If you find that the defendant was entrapped, you should find the defendant not guilty of the crime charged. If, however, you find the defendant was not entrapped, you should find the defendant guilty if all of the elements of the charge have been proved.

  • Relevant Case law

  1. Cruz v. State of Florida, 465 So.2d 516 (Fla. 1985)(subjective and objective entrapment doctrines can coexist; court must first decide whether police have cast their nets in permissible waters and, if so, the jury must decide whether a particular defendant was a person who was predisposed whom police may permissibly ensnare).
  2. Munoz v. State, 629 So.2d 90 (Fla. 1993)(Fla. Stat. § 777.201 does not prohibit the judiciary from objectively reviewing the issue of entrapment to the extent that such a review involves the due process clause of article I, section 9 of the Florida Constitution, nor prohibits the judiciary from determining under the subjective test that, in certain circumstances, entrapment has been established as a matter of law).
  3. State v. Finno, 643 So.2d 1166 (Fla. 4th DCA 1994)(defendants were not predisposed to commit crime of loansharking, which was induced by police and were entitled to defense of entrapment to loansharking charges as a matter of law where the idea of a loansharking operation originated with police who had investigated defendants for several months and found no criminal activity, defendant's total ignorance of activity was shown by the fact that government informants had to show them how to conduct the loansharking operation, and the state presented no evidence of predisposition to commit the crime).
  • Resources

  1. This is Entrapmment!! (Right??)
  2. Florida's Williams Rule: What Is It & What Does It Mean For My Criminal Case?
  • The Bottom Line

Where the conduct of law enforcement violates due process (this is rare), the appropriate remedy is a motion to dismiss based on an objective entrapment theory. If the motion is denied, or law enforcement conduct was constitutionally permissible, the subjective entrapment defense may also provide a viable remedy. Where there is no evidence of predisposition, a motion to dismiss may be filed, despite the language of the statute (which says entrapment issues are to be resolved by the trier of fact) based on the holding in Munoz. Where there is evidence of pre-disposition, the issue of subjective entrapment must be resolved by a jury.
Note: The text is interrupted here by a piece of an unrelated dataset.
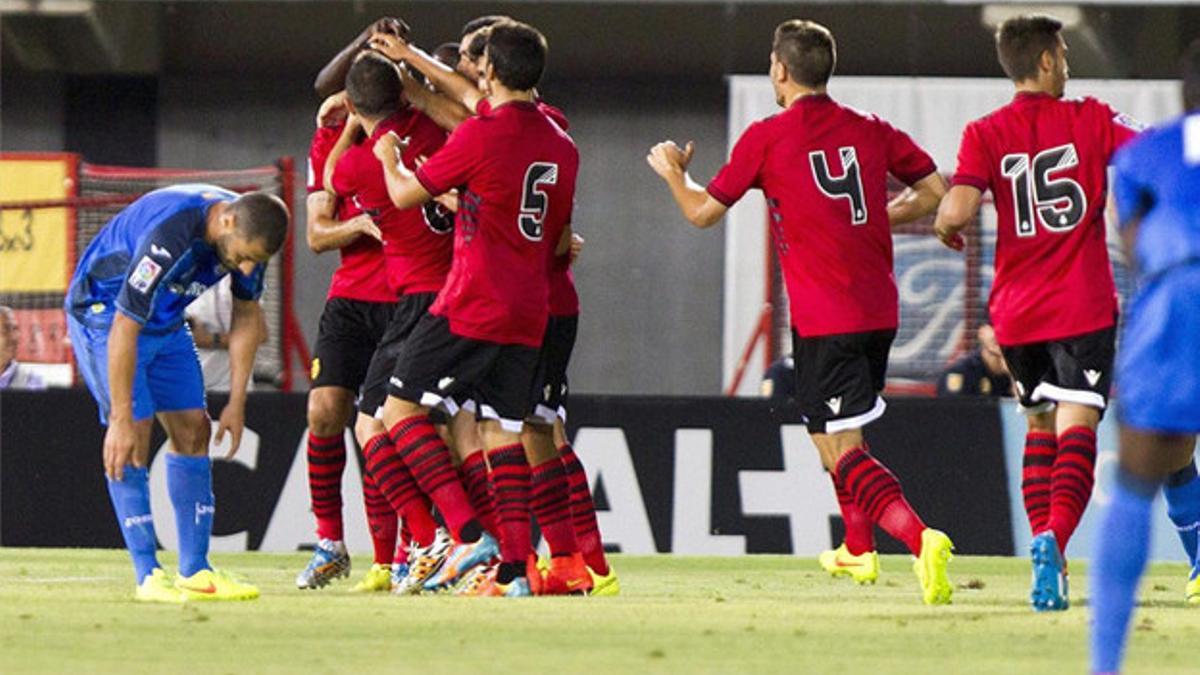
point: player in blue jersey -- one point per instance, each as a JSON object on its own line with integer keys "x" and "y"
{"x": 1157, "y": 189}
{"x": 125, "y": 315}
Ordinarily, an accused person's prior criminal history does not come into evidence for consideration by the jury. Where the subjective entrapment defense is raised, the state may inquire into these matters to rebut an asserted lack of predisposition. Depending on the nature and circumstances of the prior conduct, this can really create some problems for an accused person. Simply put, the viability of an entrapment defense will usually depend on an accused's willingness to commit the crime, and his or her prior conduct.